L’unité d’analyse adoptée dans le Modèle de l’Assimilation est dialogique ; nous sommes effectivement amenés à nous focaliser sur les aspects interactionnels, sur les échanges se produisant moment par moment durant les séances et les micro-assimilations qui y ont lieu. Cependant, l’unité d’analyse utilisée permet également de tirer des conclusions d’ordre plus générique ; dans un deuxième temps, nous sommes amenés à nous intéresser à l’évolution globale de la manière que la personne a d’envisager ses expériences problématiques. Les changements qui ont lieu à travers la psychothérapie ont été analysés, par exemple en regardant et en comparant le type de marqueurs d’assimilation présents en début et en fin de thérapie.

La limite principale que nous relevons à notre étude est d’appliquer de manière unilatérale le Modèle de l’Assimilation au cas clinique, sans adopter le double mouvement allant non seulement de la théorie aux observations empiriques, mais également des observations à la théorie. Le Modèle de l’Assimilation s’inscrit dans le paradigme visant la construction d’une théorie, selon lequel il est effectivement essentiel d’adopter cette approche circulaire.
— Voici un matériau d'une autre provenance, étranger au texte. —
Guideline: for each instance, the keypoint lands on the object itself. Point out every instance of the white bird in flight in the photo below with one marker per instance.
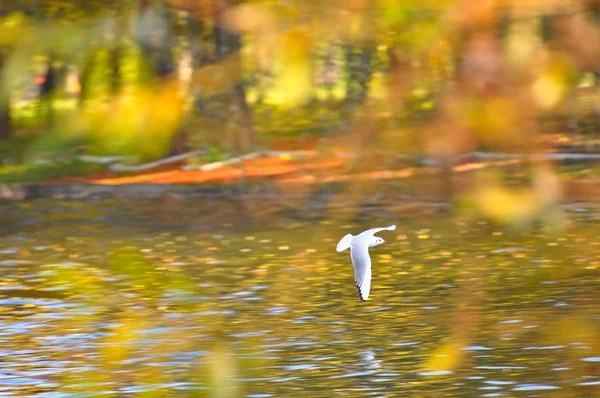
(359, 253)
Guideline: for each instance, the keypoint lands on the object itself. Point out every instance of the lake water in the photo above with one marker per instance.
(234, 299)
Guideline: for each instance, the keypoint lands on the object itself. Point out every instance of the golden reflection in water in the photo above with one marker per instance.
(223, 309)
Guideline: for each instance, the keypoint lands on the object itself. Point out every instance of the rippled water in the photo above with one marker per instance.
(201, 298)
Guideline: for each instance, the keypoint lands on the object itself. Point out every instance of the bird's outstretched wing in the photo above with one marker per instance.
(344, 243)
(362, 270)
(373, 231)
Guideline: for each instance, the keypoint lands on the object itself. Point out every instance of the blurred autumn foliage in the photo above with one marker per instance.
(433, 80)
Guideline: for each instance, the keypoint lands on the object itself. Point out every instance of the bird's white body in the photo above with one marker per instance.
(359, 253)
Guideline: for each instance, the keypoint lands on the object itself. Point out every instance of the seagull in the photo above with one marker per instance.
(359, 253)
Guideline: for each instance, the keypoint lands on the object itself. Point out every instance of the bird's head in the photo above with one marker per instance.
(375, 241)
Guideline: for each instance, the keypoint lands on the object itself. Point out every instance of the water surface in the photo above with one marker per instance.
(207, 298)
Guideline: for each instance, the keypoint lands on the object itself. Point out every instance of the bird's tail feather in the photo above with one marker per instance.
(344, 243)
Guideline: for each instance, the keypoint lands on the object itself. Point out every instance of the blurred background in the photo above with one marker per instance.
(213, 152)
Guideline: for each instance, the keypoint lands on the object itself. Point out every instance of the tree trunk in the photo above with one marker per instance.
(358, 72)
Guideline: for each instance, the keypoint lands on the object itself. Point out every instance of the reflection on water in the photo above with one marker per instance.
(198, 300)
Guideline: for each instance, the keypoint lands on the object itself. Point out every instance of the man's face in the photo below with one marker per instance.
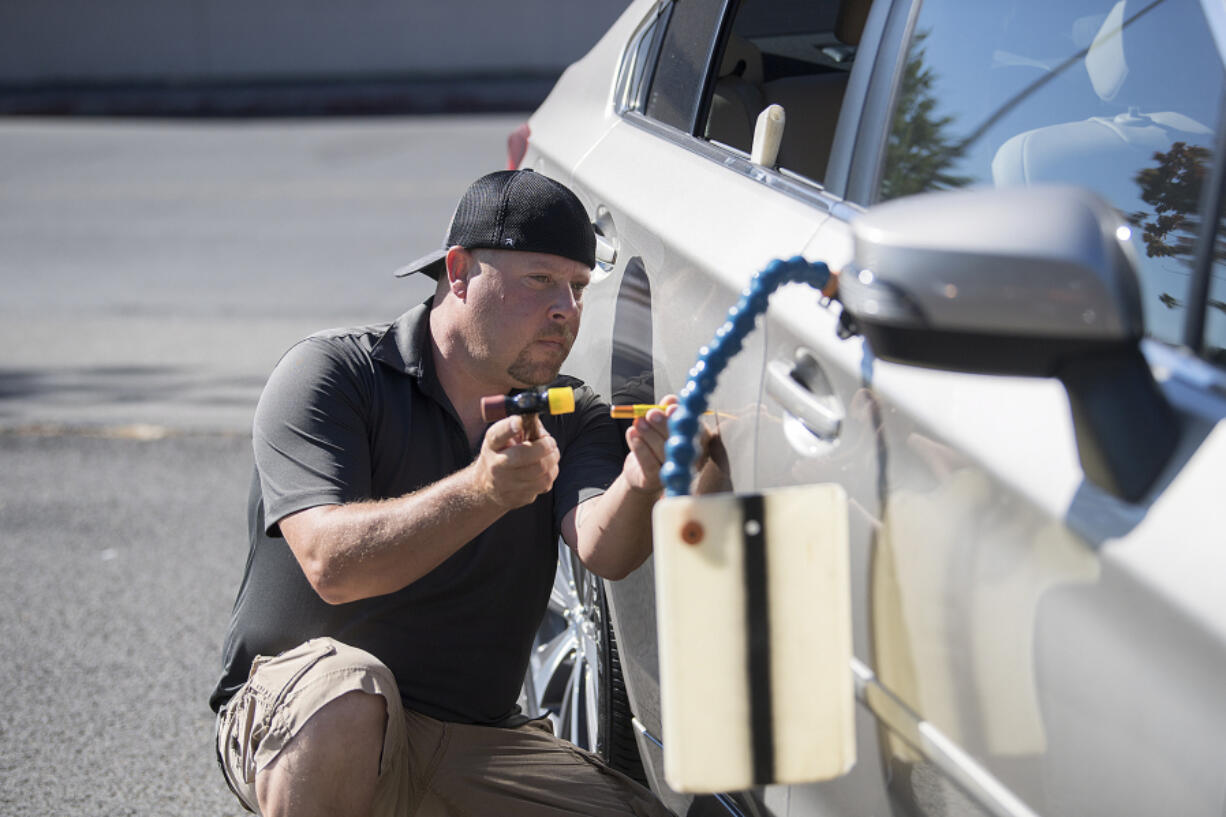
(525, 313)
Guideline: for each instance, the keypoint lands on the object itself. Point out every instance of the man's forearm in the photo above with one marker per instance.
(613, 531)
(369, 548)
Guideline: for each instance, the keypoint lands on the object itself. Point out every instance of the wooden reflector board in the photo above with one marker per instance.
(753, 599)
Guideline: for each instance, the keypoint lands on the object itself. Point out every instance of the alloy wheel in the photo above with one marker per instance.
(564, 678)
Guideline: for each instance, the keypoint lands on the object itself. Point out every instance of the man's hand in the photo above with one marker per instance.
(514, 470)
(646, 439)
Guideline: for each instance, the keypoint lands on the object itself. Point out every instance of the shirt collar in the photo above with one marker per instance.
(405, 345)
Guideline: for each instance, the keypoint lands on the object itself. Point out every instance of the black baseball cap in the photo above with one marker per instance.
(515, 210)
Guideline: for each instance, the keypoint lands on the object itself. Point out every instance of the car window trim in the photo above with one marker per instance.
(792, 185)
(868, 156)
(851, 113)
(1211, 211)
(632, 93)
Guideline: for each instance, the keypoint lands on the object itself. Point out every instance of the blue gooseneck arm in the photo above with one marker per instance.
(714, 358)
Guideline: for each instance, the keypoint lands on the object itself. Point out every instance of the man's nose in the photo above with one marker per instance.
(565, 306)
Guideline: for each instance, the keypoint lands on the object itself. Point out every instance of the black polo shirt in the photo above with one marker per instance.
(359, 414)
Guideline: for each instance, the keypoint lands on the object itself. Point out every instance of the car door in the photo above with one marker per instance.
(690, 218)
(1035, 644)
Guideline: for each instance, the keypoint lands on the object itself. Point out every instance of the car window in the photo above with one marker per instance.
(639, 63)
(1119, 96)
(792, 53)
(682, 65)
(1215, 307)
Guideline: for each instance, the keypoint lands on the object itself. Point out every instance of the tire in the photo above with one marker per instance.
(575, 672)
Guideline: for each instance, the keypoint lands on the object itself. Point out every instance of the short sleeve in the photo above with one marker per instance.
(592, 454)
(310, 432)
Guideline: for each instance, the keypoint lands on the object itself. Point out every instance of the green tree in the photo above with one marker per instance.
(920, 151)
(1172, 225)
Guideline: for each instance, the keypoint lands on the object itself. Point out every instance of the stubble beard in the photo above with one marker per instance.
(536, 372)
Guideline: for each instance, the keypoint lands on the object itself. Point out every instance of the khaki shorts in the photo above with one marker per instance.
(429, 768)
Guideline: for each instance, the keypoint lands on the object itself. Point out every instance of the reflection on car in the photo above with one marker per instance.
(1028, 368)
Selon Stiles (2007), le matériel clinique doit permettre d’enrichir et de rectifier la théorie. Cependant, l’objectif de notre étude était de présenter et d’illustrer le modèle ; nous nous sommes donc appuyés sur le contenu des retranscriptions afin d’illustrer les principaux concepts théoriques d’assimilation. Des études ultérieures pourront être effectuées dans une visée davantage heuristique en vue de compléter et de modifier le Modèle de l’Assimilation.

De nombreuses perspectives de recherche sont encore à explorer. Grâce au langage métathéorique adopté dans ce modèle, il est par exemple possible de comparer des psychothérapies d’approches différentes ; nous pouvons entre autres nous demander dans quelle mesure certaines approches thérapeutiques vont être plus appropriées dans la prise en charge des patients en fonction du niveau d’assimilation des problèmes présentés par ceux-ci en début de thérapie. Des études de cas peuvent également inclure à la fois les verbalisations du patient et les interventions du psychothérapeute et porter plus spécifiquement sur l’effet de ces interventions sur l’intégration progressive des voix problématiques ; il s’agit de la question du rôle du psychothérapeute dans la facilitation du processus d’assimilation chez le patient. Nous pouvons également nous intéresser à certaines populations cliniques spécifiques, notamment les personnes psychotiques, chez qui certaines voix deviennent complètement autonomes et acquièrent une consistance sensorielle, sous la forme de manifestations cliniques telles que les hallucinations auditives.

Le Modèle de l’Assimilation permet de percevoir la complexité clinique à travers l’analyse du processus d’assimilation ; ce modèle donne effectivement des points d’ancrage qui rendent possible la mise en perspective et la saisie de la complexité. Une caractéristique essentielle de ce modèle est que le changement n’y est pas appréhendé de manière statistique, mais s’inscrit dans un contexte clinique complexe qui donne du sens à ce changement.